As the name suggests, the Entry Conditions are used to set the conditions as when to enter the step. If the condition that you set is true then it is going to enter the step otherwise it will be skipped. (During the progress of your BP you will typically see as Not Required if your condition failed.)
Example: Your condition Rule could be
1. Country is not Canada?
2. Worker has Workday Account?
Lets say you set the entry condition 1 shown in above example on your Step c, if the proposed country is USA then it enters the Step c, and if the proposed country is Canada then it will skip Step c and moves to Step d.
Workday Owned Entry Conditions: [ If All conditions are true, the step will be entered ]
These conditions are same as your Entry Conditions, but these are owned by Workday. You can not edit these conditions if you come across in some of the Action steps.
If you have Workday Owned Entry Conditions, you can add your own Entry Conditions to the step. Both Entry type conditions should be true in order to enter the step.
All the conditions should be true in order to enter the step.
While Running Conditions: [ If All conditions are true, the approval chain step will be routed ]

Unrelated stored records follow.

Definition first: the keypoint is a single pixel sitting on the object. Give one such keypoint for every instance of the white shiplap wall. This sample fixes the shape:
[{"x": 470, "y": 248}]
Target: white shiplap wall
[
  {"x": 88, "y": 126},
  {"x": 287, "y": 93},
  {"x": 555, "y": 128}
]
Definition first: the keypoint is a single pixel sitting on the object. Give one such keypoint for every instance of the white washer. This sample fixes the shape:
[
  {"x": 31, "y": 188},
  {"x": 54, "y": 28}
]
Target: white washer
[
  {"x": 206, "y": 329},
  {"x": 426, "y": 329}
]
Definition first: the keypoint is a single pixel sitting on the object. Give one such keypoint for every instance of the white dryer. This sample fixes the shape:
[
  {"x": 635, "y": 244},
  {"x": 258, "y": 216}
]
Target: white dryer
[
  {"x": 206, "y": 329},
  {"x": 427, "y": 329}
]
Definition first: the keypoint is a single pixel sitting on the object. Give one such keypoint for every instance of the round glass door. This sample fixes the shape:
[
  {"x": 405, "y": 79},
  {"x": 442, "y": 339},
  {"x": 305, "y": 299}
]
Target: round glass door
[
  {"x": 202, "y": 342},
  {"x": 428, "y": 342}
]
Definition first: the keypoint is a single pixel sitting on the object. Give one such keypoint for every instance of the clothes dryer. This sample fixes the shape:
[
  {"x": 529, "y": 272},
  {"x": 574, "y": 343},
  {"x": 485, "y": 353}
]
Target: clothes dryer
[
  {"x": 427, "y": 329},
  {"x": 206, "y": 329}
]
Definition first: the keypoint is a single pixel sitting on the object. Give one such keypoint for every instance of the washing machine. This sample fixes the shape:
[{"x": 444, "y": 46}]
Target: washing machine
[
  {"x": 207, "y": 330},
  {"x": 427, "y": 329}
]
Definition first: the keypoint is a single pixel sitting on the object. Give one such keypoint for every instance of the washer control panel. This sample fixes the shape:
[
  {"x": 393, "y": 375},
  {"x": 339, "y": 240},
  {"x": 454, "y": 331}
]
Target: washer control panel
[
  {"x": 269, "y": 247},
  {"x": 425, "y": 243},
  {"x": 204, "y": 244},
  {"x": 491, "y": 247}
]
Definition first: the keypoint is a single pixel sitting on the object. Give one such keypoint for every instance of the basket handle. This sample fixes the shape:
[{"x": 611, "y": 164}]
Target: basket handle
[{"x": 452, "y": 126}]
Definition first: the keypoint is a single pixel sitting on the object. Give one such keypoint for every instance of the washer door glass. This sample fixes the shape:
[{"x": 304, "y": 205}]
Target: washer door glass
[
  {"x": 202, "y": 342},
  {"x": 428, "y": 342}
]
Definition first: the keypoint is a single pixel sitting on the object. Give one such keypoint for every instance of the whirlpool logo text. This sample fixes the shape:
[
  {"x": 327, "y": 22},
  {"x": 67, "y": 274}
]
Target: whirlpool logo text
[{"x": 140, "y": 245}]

While Running Conditions are applicable only for Approval Chain step. This is just like an entry condition for each of the approver in the approval chain.
Example:
Lets assume, Your organization approval chain for an employee looks some thing like below. Notice 4 levels of approvals in this approval chain. Manager B is manager of Worker A, and Manager C is manger of Worker B and so on.
Worker A --> Reports to Manager B --> Reports to Manager C --> Reports to Manager D --> Reports to Manager E
It compares the next approver to some value, and if the condition is true, the step is routed to that approver. If the condition is false, it skips the current approver and moves on to evaluate the next approver in the chain.
Exit Conditions: [ If All conditions are true, the approval chain may exit ]
Exit Conditions are applicable only for Approval Chain and Integration steps.
This conditions are used when to stop or when to exit the chain.
Example: Condition
Lets assume, Your organization approval chain for an employee looks some thing like below. Notice 6 levels of approvals in this approval chain. Manager B is manager of Worker A, and Manager C is manger of Worker B and so on.
Worker A --> Reports to Manager B --> Reports to Manager C --> Reports to Manager D --> Reports to Manager E --> Reports to Manager F --> Reports to Manager G
Condition Examples: (Until)
Management Level = VP ?
Management Level > 4 ?
Your conditions rely mostly on Management Level field. In above condition Management Level > 4 when the approval chain reaches Management Level 5 then it exits.
The exit conditions say at which level you want to exit the chain. The exit condition works while the chain is running, when the condition is met, the Exit condition exits the step.
For Integration step the exit conditions are used to test the response from the external service before the step can exit.